Firstly, from a provider protocol standpoint Terraform Core will consider an
ephemeral resource type to be totally distinct from a managed or data resource
type of the same name. This continues the precedent that e.g. a managed
resource type aws_vpc is not connected in any technical way to a data
resource type aws_vpc, and instead the relationship between them is a UX
concern managed by provider developers.
The SDK may in practice be designed to allow sharing implementation between
resources types with the same name but of different modes.
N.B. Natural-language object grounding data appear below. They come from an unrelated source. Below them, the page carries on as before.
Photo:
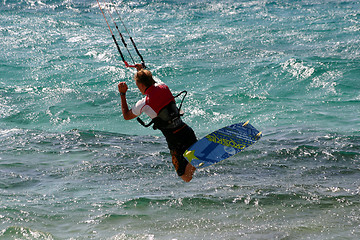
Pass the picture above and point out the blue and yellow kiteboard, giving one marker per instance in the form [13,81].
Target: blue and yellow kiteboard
[222,144]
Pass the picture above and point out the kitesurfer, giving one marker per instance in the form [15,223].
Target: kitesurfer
[159,105]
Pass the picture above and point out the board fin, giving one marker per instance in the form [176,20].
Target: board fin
[258,135]
[246,123]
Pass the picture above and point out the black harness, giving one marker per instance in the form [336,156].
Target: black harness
[169,117]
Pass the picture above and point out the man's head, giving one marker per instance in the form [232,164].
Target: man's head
[144,77]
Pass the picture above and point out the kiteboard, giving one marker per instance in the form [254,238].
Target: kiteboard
[222,144]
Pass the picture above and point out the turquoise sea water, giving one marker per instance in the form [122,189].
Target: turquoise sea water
[72,168]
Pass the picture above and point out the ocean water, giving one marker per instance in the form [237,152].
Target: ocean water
[72,168]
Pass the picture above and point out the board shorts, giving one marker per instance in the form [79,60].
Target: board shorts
[178,141]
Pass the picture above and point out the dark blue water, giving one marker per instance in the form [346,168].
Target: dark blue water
[72,168]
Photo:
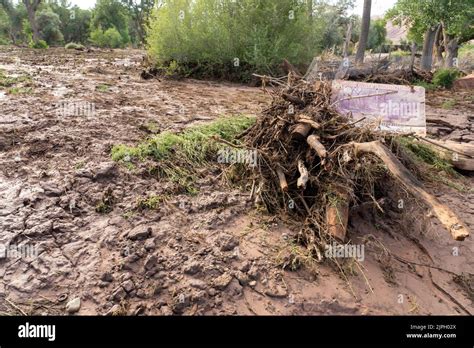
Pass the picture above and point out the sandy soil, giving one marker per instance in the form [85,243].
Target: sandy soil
[209,254]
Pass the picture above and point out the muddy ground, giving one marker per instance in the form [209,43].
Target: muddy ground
[207,254]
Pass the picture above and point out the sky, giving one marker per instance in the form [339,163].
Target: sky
[378,6]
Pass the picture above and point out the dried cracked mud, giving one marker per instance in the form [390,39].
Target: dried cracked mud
[210,254]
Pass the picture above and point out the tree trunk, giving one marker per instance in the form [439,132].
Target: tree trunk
[413,56]
[31,7]
[427,55]
[348,40]
[451,52]
[364,33]
[445,215]
[439,46]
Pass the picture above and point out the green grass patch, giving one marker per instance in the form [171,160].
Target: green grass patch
[151,202]
[19,90]
[445,77]
[423,152]
[430,164]
[74,46]
[103,88]
[466,50]
[178,156]
[10,81]
[425,85]
[449,104]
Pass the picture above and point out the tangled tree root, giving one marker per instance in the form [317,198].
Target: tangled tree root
[315,164]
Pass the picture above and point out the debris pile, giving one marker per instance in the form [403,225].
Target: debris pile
[315,164]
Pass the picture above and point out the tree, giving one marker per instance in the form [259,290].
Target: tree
[109,14]
[75,22]
[49,26]
[364,34]
[31,8]
[139,13]
[377,34]
[426,16]
[428,42]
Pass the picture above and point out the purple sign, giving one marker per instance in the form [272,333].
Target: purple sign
[394,108]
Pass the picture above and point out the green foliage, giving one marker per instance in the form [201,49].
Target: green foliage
[180,155]
[423,152]
[103,88]
[234,38]
[445,77]
[41,44]
[74,46]
[50,27]
[110,38]
[466,50]
[457,16]
[425,85]
[9,81]
[110,18]
[75,22]
[151,202]
[5,25]
[377,34]
[449,104]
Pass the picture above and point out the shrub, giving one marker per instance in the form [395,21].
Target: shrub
[74,46]
[445,77]
[41,44]
[110,38]
[233,39]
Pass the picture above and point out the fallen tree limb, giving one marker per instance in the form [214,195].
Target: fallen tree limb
[301,131]
[337,217]
[445,215]
[282,179]
[461,156]
[304,176]
[313,141]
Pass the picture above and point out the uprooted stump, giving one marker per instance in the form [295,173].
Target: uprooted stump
[315,164]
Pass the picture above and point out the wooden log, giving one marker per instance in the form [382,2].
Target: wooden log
[460,155]
[312,123]
[301,131]
[445,215]
[282,180]
[290,68]
[337,217]
[292,99]
[304,175]
[313,141]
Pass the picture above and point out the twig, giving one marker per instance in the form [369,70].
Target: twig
[363,96]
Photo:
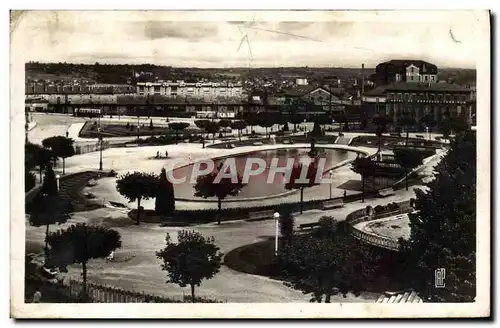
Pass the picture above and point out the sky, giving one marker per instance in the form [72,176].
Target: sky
[248,39]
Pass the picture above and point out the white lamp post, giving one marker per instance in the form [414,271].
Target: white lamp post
[330,173]
[276,220]
[57,181]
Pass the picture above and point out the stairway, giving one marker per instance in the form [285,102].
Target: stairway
[71,186]
[343,141]
[399,297]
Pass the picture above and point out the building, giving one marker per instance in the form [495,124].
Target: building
[413,71]
[202,90]
[418,100]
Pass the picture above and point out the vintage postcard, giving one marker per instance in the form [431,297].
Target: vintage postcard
[250,164]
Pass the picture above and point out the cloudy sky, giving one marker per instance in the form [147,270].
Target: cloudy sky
[228,39]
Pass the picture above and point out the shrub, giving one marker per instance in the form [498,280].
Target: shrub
[29,180]
[379,209]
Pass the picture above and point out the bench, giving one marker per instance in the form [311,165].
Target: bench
[116,204]
[305,226]
[334,203]
[386,192]
[261,215]
[91,183]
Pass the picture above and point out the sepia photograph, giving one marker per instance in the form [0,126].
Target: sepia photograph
[250,164]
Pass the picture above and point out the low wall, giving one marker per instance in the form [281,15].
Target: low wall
[361,215]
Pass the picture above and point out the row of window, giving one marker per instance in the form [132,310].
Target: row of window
[425,96]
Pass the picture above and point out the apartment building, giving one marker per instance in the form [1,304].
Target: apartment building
[201,90]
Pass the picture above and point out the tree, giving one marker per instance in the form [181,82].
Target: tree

From Terraform Core's
perspective, that would be an implementation detail of the SDK. I'd recommend
caution about making such sharing of implementation the default behavior,
because e.g. it would be confusing if a data "ssh_tunnel" "example block were
to be treated as valid, create an SSH tunnel process during its read, and then
totally lose track of that process and not formally clean it up.
The design of ephemeral resources does intentionally have various things in common with other resource modes, though. For example, the representation of configuration as an object, and the open action augmenting that object with additional "computed" attribute values in a similar way as we see for both managed and data resources. In principle then, the same abstractions used to represent config-in-state-out transformations for managed and data resource types should be adaptable to ephemeral resource types too.